Related: Oregon Colleges Cancel All Spring Semester In-Person Classes, In-Person Commencement
“Last year, it was my favorite part of the year, and it’s really sad that the freshmen this year aren’t able to have that experience,” Hernandez said. “I guess I just miss campus being active. It’s kind of sad just seeing it all dead.”
Hernandez also works as a resident assistant at UO.
Like on other campuses, Hernandez said the majority of the residents he works with have left as well as some of his fellow staff members.
“Now I have about two [residents] who are actually living on my floor,” Hernandez said.
He’s from Albany, less than an hour away from Eugene, but decided to stay in his role as an RA on campus to continue helping students and maintain access to dining halls and study rooms.

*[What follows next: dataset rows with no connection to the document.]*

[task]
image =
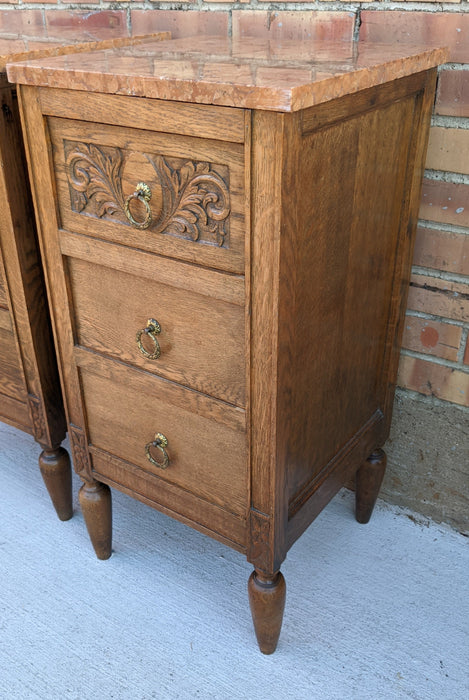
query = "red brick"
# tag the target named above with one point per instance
(453, 93)
(442, 250)
(431, 379)
(314, 25)
(180, 24)
(466, 353)
(445, 202)
(432, 337)
(449, 29)
(24, 23)
(448, 149)
(82, 25)
(439, 297)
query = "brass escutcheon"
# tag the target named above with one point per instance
(143, 194)
(152, 329)
(160, 442)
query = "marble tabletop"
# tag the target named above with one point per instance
(248, 72)
(22, 48)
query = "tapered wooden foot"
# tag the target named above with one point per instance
(57, 475)
(267, 602)
(368, 483)
(95, 501)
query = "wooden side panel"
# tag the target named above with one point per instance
(39, 160)
(268, 513)
(11, 376)
(338, 292)
(23, 277)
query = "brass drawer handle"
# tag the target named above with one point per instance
(143, 194)
(152, 329)
(159, 442)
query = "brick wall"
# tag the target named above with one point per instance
(435, 358)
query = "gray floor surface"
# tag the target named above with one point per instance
(373, 612)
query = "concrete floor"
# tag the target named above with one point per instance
(373, 612)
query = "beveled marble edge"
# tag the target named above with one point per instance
(56, 47)
(366, 77)
(327, 86)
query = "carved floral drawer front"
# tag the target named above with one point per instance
(11, 376)
(176, 435)
(169, 194)
(160, 319)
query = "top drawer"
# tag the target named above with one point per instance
(174, 195)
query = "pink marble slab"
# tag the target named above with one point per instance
(248, 72)
(21, 48)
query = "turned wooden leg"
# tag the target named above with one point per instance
(368, 483)
(57, 475)
(267, 602)
(95, 501)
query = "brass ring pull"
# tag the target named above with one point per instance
(152, 330)
(159, 442)
(143, 194)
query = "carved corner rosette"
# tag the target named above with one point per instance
(195, 203)
(81, 458)
(38, 421)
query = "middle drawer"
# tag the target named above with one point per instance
(169, 318)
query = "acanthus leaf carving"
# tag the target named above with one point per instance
(195, 202)
(79, 445)
(95, 173)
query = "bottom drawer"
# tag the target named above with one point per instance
(11, 374)
(206, 450)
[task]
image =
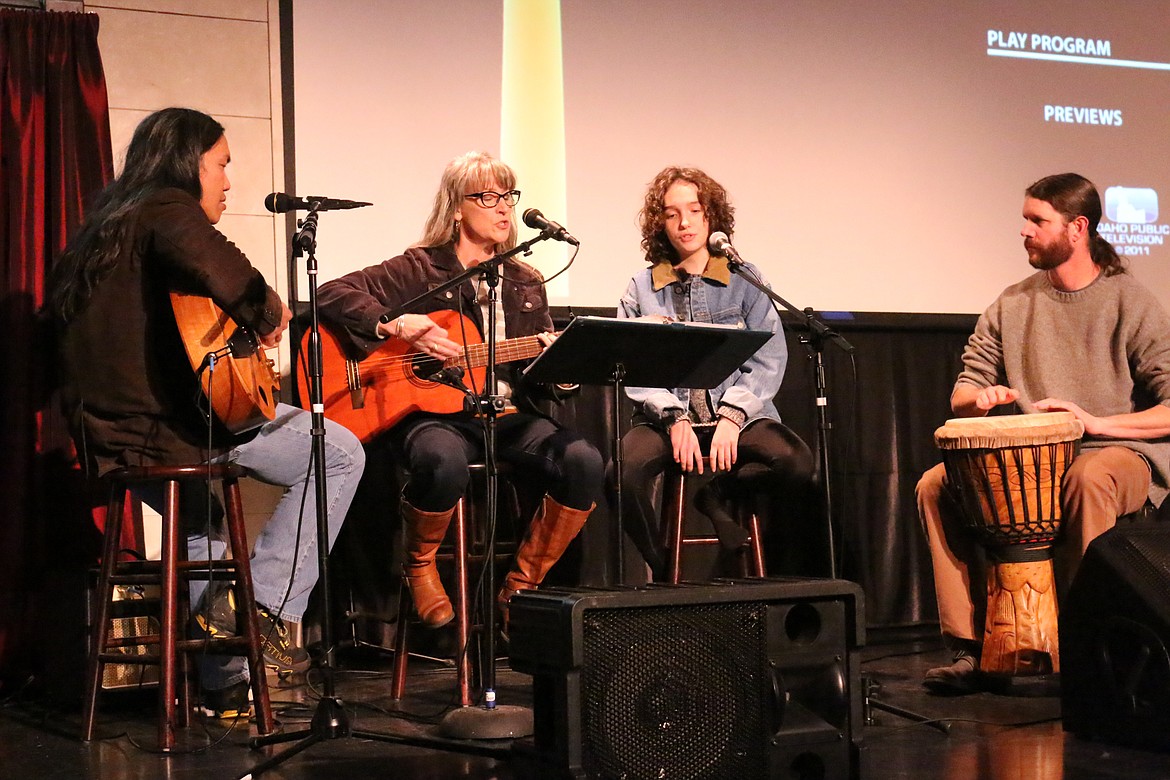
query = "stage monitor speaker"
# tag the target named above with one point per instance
(1114, 632)
(733, 678)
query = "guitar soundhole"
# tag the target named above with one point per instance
(425, 366)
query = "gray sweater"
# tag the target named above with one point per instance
(1106, 349)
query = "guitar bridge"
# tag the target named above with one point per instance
(353, 381)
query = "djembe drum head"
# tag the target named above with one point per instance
(1006, 473)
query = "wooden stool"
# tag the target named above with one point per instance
(674, 515)
(171, 575)
(468, 544)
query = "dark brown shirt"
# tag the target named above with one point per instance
(129, 391)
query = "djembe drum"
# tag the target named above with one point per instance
(1006, 473)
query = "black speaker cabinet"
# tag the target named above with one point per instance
(734, 678)
(1114, 630)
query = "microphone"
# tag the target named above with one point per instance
(277, 202)
(721, 244)
(538, 221)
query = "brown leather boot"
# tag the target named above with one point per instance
(548, 536)
(424, 535)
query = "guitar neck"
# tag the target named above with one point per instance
(517, 349)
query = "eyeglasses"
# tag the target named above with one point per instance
(489, 199)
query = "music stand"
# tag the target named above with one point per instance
(644, 353)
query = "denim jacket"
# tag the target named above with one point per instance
(718, 297)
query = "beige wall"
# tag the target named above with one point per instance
(219, 56)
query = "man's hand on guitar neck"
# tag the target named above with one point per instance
(422, 333)
(273, 339)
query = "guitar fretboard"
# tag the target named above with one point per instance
(517, 349)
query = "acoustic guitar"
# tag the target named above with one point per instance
(372, 394)
(238, 379)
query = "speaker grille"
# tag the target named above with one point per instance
(676, 692)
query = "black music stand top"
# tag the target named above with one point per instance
(652, 353)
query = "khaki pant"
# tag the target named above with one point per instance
(1100, 485)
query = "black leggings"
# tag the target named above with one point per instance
(438, 449)
(786, 466)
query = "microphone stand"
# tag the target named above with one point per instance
(816, 338)
(330, 720)
(491, 720)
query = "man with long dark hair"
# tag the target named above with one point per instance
(129, 391)
(736, 422)
(1081, 336)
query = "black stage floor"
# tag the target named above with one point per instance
(990, 736)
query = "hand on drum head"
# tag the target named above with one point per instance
(989, 398)
(1055, 405)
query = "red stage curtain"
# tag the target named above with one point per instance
(55, 156)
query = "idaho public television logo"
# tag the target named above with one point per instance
(1131, 205)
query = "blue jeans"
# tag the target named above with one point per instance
(284, 554)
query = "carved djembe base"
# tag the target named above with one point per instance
(1020, 634)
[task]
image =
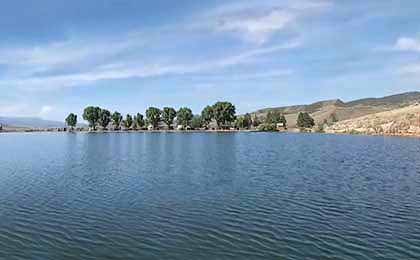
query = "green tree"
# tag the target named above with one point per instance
(153, 116)
(247, 121)
(196, 122)
(224, 113)
(116, 120)
(128, 122)
(104, 118)
(139, 121)
(207, 116)
(184, 116)
(243, 122)
(71, 120)
(256, 122)
(91, 114)
(168, 116)
(273, 117)
(267, 127)
(305, 120)
(283, 121)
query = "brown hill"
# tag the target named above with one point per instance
(337, 110)
(400, 121)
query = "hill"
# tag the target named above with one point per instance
(400, 121)
(336, 110)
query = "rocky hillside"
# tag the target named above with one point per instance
(336, 110)
(400, 121)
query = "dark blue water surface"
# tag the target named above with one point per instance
(208, 196)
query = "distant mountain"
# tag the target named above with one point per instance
(337, 110)
(29, 122)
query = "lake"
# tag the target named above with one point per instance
(208, 196)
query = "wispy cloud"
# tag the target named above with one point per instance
(258, 22)
(407, 44)
(257, 28)
(118, 70)
(411, 69)
(45, 110)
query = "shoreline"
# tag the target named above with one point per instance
(294, 131)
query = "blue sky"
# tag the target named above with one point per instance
(57, 57)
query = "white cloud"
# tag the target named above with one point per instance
(45, 110)
(259, 21)
(407, 44)
(413, 69)
(131, 70)
(259, 28)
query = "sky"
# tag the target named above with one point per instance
(58, 57)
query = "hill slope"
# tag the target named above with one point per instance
(337, 110)
(400, 121)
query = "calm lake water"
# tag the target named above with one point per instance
(208, 196)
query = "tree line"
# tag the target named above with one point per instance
(223, 114)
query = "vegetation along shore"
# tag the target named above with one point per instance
(391, 115)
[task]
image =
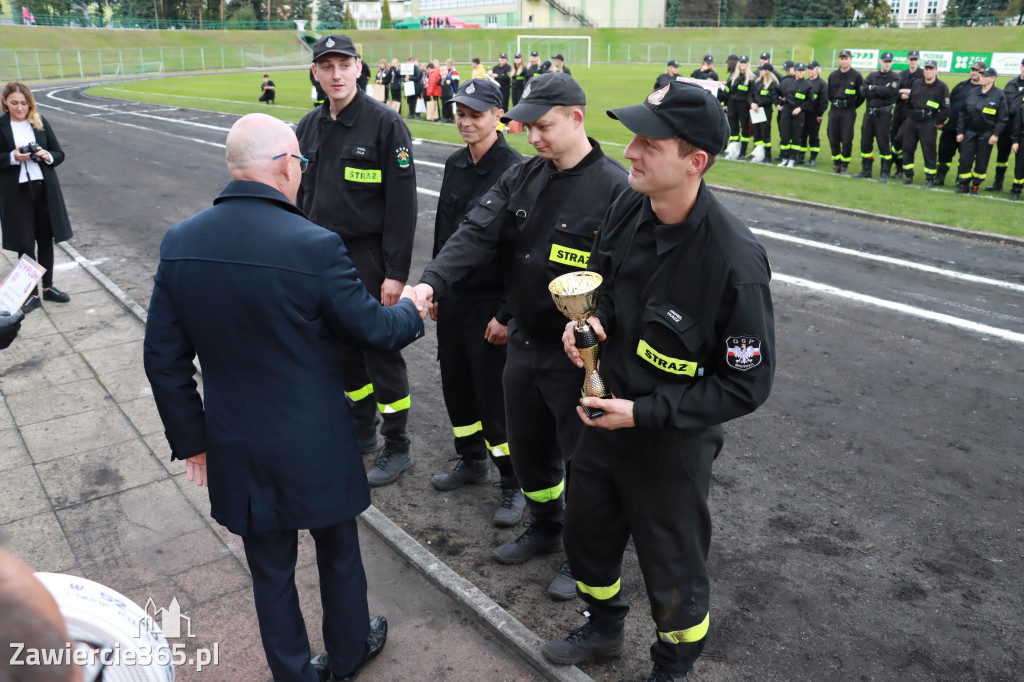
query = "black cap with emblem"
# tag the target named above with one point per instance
(543, 92)
(679, 110)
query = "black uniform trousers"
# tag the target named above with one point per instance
(542, 391)
(841, 123)
(271, 558)
(791, 132)
(653, 485)
(925, 132)
(975, 152)
(32, 224)
(375, 381)
(471, 381)
(875, 129)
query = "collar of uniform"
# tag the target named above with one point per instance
(668, 237)
(253, 189)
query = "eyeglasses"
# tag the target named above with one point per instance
(303, 162)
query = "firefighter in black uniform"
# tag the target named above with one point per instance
(981, 123)
(688, 344)
(948, 144)
(814, 116)
(502, 72)
(928, 109)
(845, 96)
(1014, 90)
(906, 79)
(795, 96)
(360, 184)
(472, 322)
(541, 218)
(881, 90)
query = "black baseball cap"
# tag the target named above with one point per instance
(679, 110)
(480, 94)
(544, 91)
(336, 43)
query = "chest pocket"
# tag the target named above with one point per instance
(572, 239)
(670, 342)
(359, 167)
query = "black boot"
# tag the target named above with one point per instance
(996, 185)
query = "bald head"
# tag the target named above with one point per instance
(253, 142)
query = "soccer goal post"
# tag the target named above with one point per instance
(552, 45)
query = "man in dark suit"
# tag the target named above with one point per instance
(263, 296)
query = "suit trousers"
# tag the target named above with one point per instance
(471, 381)
(652, 485)
(376, 381)
(271, 558)
(542, 391)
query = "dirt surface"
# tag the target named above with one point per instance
(867, 519)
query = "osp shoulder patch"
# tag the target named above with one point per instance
(742, 352)
(402, 157)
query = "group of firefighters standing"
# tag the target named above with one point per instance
(902, 110)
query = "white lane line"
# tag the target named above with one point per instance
(952, 274)
(903, 308)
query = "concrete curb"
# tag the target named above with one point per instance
(507, 629)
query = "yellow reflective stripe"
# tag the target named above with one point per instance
(501, 450)
(694, 634)
(463, 431)
(360, 175)
(359, 393)
(568, 256)
(665, 363)
(546, 495)
(397, 406)
(600, 593)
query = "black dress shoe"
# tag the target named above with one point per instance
(375, 644)
(55, 295)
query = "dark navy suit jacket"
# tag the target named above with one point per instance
(263, 297)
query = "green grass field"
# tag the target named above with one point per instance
(613, 86)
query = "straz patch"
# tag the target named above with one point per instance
(402, 157)
(742, 352)
(567, 256)
(666, 364)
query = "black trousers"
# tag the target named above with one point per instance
(841, 123)
(651, 485)
(975, 151)
(542, 391)
(343, 595)
(920, 131)
(31, 224)
(471, 381)
(376, 381)
(791, 132)
(875, 130)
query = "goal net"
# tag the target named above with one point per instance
(548, 46)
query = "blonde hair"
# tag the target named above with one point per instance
(33, 117)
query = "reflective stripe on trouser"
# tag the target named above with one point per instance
(625, 484)
(471, 379)
(542, 391)
(383, 372)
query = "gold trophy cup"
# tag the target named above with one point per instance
(577, 295)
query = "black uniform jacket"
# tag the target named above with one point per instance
(9, 193)
(263, 297)
(983, 113)
(844, 89)
(464, 183)
(542, 222)
(687, 311)
(360, 182)
(881, 89)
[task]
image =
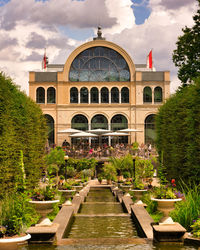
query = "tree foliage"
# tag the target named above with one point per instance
(187, 55)
(22, 128)
(178, 137)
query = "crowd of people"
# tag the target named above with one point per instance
(117, 150)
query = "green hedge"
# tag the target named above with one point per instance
(22, 127)
(178, 134)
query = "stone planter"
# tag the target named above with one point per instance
(67, 193)
(138, 193)
(125, 188)
(77, 188)
(44, 208)
(13, 242)
(166, 206)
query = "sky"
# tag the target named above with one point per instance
(27, 27)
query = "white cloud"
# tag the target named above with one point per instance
(121, 10)
(28, 26)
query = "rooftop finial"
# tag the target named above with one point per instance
(99, 34)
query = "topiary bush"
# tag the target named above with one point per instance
(22, 128)
(178, 137)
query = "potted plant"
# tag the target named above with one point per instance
(67, 190)
(126, 186)
(166, 196)
(100, 179)
(138, 189)
(43, 200)
(77, 185)
(54, 160)
(16, 215)
(109, 172)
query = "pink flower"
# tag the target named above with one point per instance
(173, 181)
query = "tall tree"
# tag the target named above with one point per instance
(187, 55)
(22, 129)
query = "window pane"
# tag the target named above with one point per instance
(73, 95)
(94, 95)
(119, 122)
(99, 64)
(158, 94)
(51, 95)
(147, 94)
(104, 95)
(99, 121)
(125, 95)
(114, 95)
(84, 95)
(40, 95)
(79, 122)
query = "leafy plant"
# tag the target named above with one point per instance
(187, 211)
(16, 214)
(44, 194)
(109, 171)
(178, 138)
(54, 160)
(22, 127)
(186, 56)
(196, 228)
(66, 186)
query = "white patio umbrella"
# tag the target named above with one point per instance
(99, 131)
(116, 134)
(69, 130)
(127, 130)
(83, 134)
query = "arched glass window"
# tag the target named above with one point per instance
(50, 126)
(149, 128)
(114, 95)
(158, 94)
(79, 122)
(40, 95)
(51, 95)
(84, 95)
(119, 122)
(99, 64)
(99, 121)
(104, 95)
(125, 95)
(147, 94)
(94, 94)
(73, 95)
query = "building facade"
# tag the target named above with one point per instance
(99, 86)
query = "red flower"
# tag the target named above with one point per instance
(173, 181)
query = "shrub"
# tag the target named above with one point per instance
(22, 128)
(189, 209)
(16, 214)
(196, 228)
(178, 137)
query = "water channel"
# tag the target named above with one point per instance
(103, 219)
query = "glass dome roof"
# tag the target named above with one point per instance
(99, 64)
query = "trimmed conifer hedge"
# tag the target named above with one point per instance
(22, 127)
(178, 134)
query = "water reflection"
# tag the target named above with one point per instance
(172, 246)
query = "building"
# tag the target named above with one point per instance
(100, 86)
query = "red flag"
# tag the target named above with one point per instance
(44, 61)
(150, 60)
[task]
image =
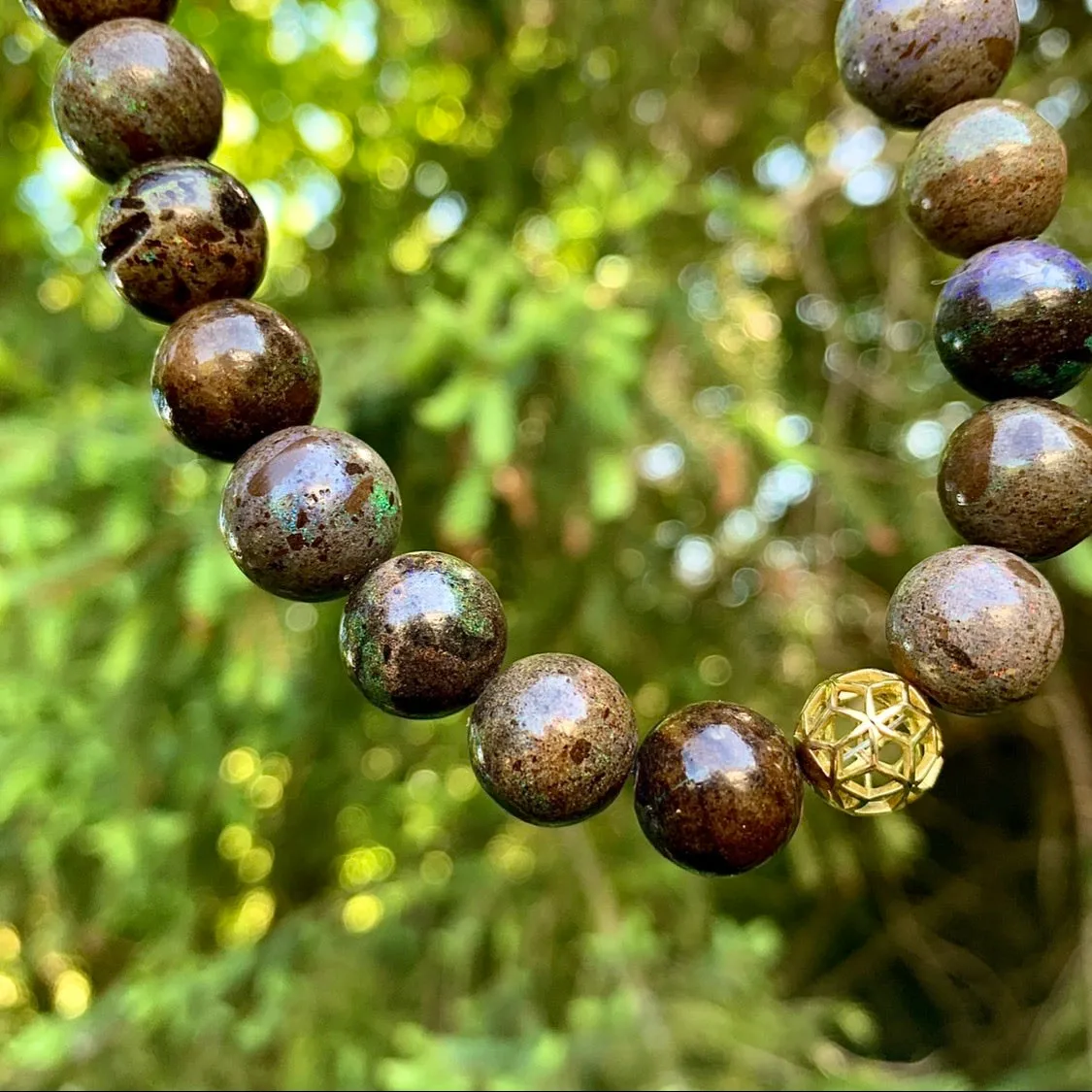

“It’s sad that a lot of this is happening, but I try to remind myself it could be a lot worse,” Hernandez said.
“I’m still getting an education, and I’m not in such a financial restraint as other students might be because they have rent to pay,” he said. “I’m really glad that this is my job. This is how I pay for rent is by being here.”
He continued: “It’s totally understandable if people need to go back home … but we’re here to support anybody who needs to come back.”
Although he’s trying to continue his life as normally as he can, the pandemic has created uncertainties for Hernandez.
He is planning to study abroad in Germany next year and hopes that can still happen.
Rochelle at EOU is a theatre minor and was a stage manager, but all of the school’s productions have been canceled.
Garfield was a sports reporter for the Portland State Vanguard, the school’s student newspaper.
Sipelii, who came to PSU from American Samoa, is the Luau Coordinator for the school’s Pacific Islanders club.
“When [the luau] got canceled, that was like nine months of work down the drain,” Sipelii said.
He said many of the club members ended up moving back home.
“It was sad to see them leave because like, a lot of them were still new here, and they were still trying to find their community here, which they found in the club,” he said. “A lot of them said, ‘No, I can’t come back to PSU’ because they can’t afford it because they were first-generation too.”
Sipelii said he had the option to graduate this year, but he’s going to wait until next year to make sure his mom and grandma in American Samoa can attend.